Session 1 Comes to an End

Welcome to the last, but still great, addition of the NIAHD blog! The students danced with the Heritage Dancers, went on a photographic scavenger hunt, and proved their skills by answering jeopardy questions on their respective courses. A little friendly competition never hurt anyone. Congratulations to the seminars who proved victorious.

Both classes this week ended in wars. Not between each other, of course, for they are all too close for that. Colonial began on Monday with a visit to where Patrick Henry adamantly stated, “Give me liberty or give me death!” These famous, or potentially infamous if you adhere to the British side, words Henry proclaimed at St. John’s Church on March 23, 1775 propelled both the colonies and our students into a revolutionary fervor. Monday also brought our students to Henry’s own plantation, Scotchtown, and Mr. Henry himself later came to speak to all the students on Tuesday night. On Tuesday, the Colonial students had their long trip to the Frontier Culture Museum in Staunton, Virginia where they were able to explore examples of traditional homes for some of early America’s most prominent immigrant and native groups. They also spent their time with the Museum’s cats (there is a feline theme at many of NIAHD’s sites, we must admit). Wednesday brought our students back to dear Colonial Williamsburg where they got the chance to peruse many of the tradesmen’s shops and also experienced some military drills. Who knew marching together in line could be so difficult? For their final trip, the students ended where the American Revolutionary War effectively ended: Yorktown battlefield where “the world turned upside down” for the British Army.

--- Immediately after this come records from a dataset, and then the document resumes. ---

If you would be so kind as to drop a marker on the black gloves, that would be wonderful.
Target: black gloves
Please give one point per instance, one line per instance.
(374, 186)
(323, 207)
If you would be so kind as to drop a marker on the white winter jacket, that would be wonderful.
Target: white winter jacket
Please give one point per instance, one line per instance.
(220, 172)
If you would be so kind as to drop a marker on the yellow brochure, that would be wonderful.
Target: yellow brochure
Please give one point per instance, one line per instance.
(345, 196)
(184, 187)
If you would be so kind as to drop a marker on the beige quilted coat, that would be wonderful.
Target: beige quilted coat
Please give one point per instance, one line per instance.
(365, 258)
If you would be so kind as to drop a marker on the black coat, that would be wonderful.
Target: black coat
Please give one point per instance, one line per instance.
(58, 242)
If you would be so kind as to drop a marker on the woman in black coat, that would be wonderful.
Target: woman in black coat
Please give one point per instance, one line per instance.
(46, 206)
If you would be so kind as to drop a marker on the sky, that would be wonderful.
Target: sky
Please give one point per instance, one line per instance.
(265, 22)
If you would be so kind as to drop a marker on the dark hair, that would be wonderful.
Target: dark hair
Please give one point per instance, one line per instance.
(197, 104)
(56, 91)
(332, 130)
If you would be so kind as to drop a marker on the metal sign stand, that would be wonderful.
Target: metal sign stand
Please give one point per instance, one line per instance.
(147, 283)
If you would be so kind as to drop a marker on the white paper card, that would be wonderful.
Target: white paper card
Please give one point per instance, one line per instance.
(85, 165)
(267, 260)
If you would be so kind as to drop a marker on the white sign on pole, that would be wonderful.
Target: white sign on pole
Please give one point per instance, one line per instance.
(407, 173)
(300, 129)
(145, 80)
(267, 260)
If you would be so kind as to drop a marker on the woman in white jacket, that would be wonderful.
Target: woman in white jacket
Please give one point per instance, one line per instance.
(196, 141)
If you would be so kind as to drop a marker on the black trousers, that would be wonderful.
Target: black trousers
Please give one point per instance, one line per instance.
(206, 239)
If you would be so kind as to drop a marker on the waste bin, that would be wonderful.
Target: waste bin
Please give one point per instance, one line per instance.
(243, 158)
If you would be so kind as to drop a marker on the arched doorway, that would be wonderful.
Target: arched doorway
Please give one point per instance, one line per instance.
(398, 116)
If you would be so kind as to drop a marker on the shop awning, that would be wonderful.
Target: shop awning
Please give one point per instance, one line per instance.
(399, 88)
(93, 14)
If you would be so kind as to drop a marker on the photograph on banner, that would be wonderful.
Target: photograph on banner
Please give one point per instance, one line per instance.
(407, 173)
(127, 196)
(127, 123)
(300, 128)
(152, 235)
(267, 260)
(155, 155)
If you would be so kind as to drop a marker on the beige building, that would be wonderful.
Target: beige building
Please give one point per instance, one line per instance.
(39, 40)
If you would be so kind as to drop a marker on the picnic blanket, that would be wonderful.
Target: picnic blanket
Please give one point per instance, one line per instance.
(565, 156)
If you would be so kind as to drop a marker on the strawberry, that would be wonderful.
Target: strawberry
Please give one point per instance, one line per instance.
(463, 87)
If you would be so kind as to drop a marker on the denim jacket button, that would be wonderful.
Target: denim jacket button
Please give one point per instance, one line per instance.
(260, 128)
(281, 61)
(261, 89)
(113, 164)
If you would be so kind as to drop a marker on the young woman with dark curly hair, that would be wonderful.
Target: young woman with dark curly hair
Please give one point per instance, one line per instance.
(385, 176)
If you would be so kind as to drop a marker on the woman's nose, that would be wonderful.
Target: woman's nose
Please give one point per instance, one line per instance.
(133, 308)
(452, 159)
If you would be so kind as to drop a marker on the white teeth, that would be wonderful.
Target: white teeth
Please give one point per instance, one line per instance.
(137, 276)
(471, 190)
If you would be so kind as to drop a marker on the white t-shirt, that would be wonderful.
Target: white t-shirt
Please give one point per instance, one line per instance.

The Civil War class started their week at a place of great political importance for the war: Fortress Monroe in Hampton Roads. Fortress Monroe witnessed the invention of the term “contraband of war” when referring to runaway slaves, a visit by President Lincoln, the transformation of naval warfare from wood to iron, and the imprisonment of Confederate President Jefferson Davis. Tuesday brought the students closer to the Battle of Hampton Roads, and we do mean physically. While on a trip to the Mariner’s Museum, the students got a backstage tour to see some of NOAA’s conservation efforts on the U.S.S. Monitor. Not only did the students see the ironclad’s turret, but also an officer’s coat restored after 140-plus years underwater. On Wednesday Civil War received a battlefield tour of Gaines’ Mill, the site of one of the Seven Days’ Battles and the only Confederate victory from that campaign. They also discussed the impact of this little remembered battle that involved roughly 91,200 men and 15,500 casualties. Wednesday and Thursday also brought up questions of memory and memorialization in the War’s aftermath through visits to three cemeteries: Cold Harbor National Cemetery, Shockoe Hill Cemetery, and Hollywood Cemetery. By comparing and contrasting the layouts and physical memorials present at these three sites, students discussed how both North and South confronted (and arguably crafted) the Civil War and its memory.

While closing ceremonies may bring moments of pride and potentially a few tears, just remember that NIAHD is always here. We loved having you and seeing you thrive as students, nerds, and budding historians. Always remember, as Dr. Whittenberg stated on that first night, history is a milkshake; it is made up of many components and there is always a new way to put one together. No matter what, it’s always delicious and you can never have just one. Go forth and conquer the history world NIAHD students! We are waiting to see what you do with your shot.